PURPOSE The objective of this study was to determine the impact of lupus nephritis disease activity on maternal and fetal outcomes in pregnant patients with systemic lupus erythematosus (SLE). METHODS Medical records of all pregnant patients with SLE treated at our institution between 1976 and 2007 were reviewed. All patients met American College of Rheumatology classification criteria for SLE. Demographic data, history of lupus nephritis, nephritis disease activity, and maternal and fetal outcomes of pregnancy were abstracted.
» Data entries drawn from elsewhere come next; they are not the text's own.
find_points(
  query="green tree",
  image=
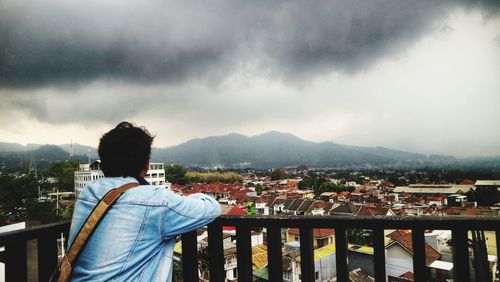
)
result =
(279, 173)
(176, 174)
(18, 196)
(15, 192)
(64, 172)
(312, 181)
(328, 186)
(259, 189)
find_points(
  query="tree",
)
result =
(176, 174)
(64, 172)
(312, 181)
(18, 196)
(15, 192)
(328, 186)
(259, 189)
(483, 196)
(279, 173)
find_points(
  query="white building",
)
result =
(90, 172)
(85, 174)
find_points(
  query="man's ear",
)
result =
(145, 169)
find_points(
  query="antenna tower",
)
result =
(32, 168)
(71, 150)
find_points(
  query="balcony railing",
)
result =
(16, 262)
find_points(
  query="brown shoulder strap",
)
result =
(94, 219)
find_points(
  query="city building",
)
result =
(90, 172)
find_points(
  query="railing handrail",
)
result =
(16, 261)
(490, 223)
(35, 232)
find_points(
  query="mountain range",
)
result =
(271, 149)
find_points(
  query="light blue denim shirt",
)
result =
(135, 240)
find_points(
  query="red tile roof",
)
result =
(467, 182)
(317, 232)
(405, 240)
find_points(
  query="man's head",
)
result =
(125, 150)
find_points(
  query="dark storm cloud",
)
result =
(63, 42)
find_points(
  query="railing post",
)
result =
(306, 254)
(460, 255)
(379, 255)
(244, 253)
(274, 256)
(16, 262)
(216, 252)
(419, 267)
(341, 254)
(47, 256)
(189, 256)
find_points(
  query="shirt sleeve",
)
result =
(184, 214)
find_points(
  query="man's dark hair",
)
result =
(125, 150)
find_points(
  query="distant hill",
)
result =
(271, 149)
(276, 149)
(82, 150)
(16, 147)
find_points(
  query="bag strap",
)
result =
(93, 221)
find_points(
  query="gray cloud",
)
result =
(60, 42)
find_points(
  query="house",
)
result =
(277, 206)
(437, 200)
(375, 210)
(399, 253)
(262, 205)
(231, 210)
(324, 264)
(320, 208)
(321, 236)
(346, 208)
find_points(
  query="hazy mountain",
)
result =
(16, 147)
(274, 149)
(50, 153)
(271, 149)
(81, 150)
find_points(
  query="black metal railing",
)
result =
(458, 225)
(16, 262)
(15, 254)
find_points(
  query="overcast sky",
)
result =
(421, 76)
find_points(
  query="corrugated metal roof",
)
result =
(488, 183)
(434, 189)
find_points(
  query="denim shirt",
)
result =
(135, 240)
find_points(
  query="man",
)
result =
(135, 240)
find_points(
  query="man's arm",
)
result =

Active lupus nephritis was defined as the presence of proteinuria > 0.5 g/day and/or active urinary sediment with or without an elevation in serum creatinine (Cr). Quiescent lupus nephritis was confirmed in the presence of proteinuria < 0.5 mg/day and inactive urinary sediment. RESULTS We identified fifty-eight patients with ninety pregnancies. Compared to pregnancies in SLE patients without renal involvement (n=47), pregnancies in patients with active lupus nephritis (n=23) were associated with a higher incidence of maternal complications (57% vs. 11%, p<0.001), whereas those with quiescent lupus nephritis (n=20) were not (35% vs. 11%, p=0.10). Women with active lupus nephritis were more likely to deliver preterm than women without lupus nephritis, median of 34 weeks vs. 40 gestational weeks, respectively (p=0.002), and were more likely to suffer fetal loss (35% vs 9%, p=0.031). CONCLUSION Active, but not quiescent, lupus nephritis during pregnancy is associated with a higher incidence of maternal and fetal complications compared to pregnancies in SLE patients without renal involvement.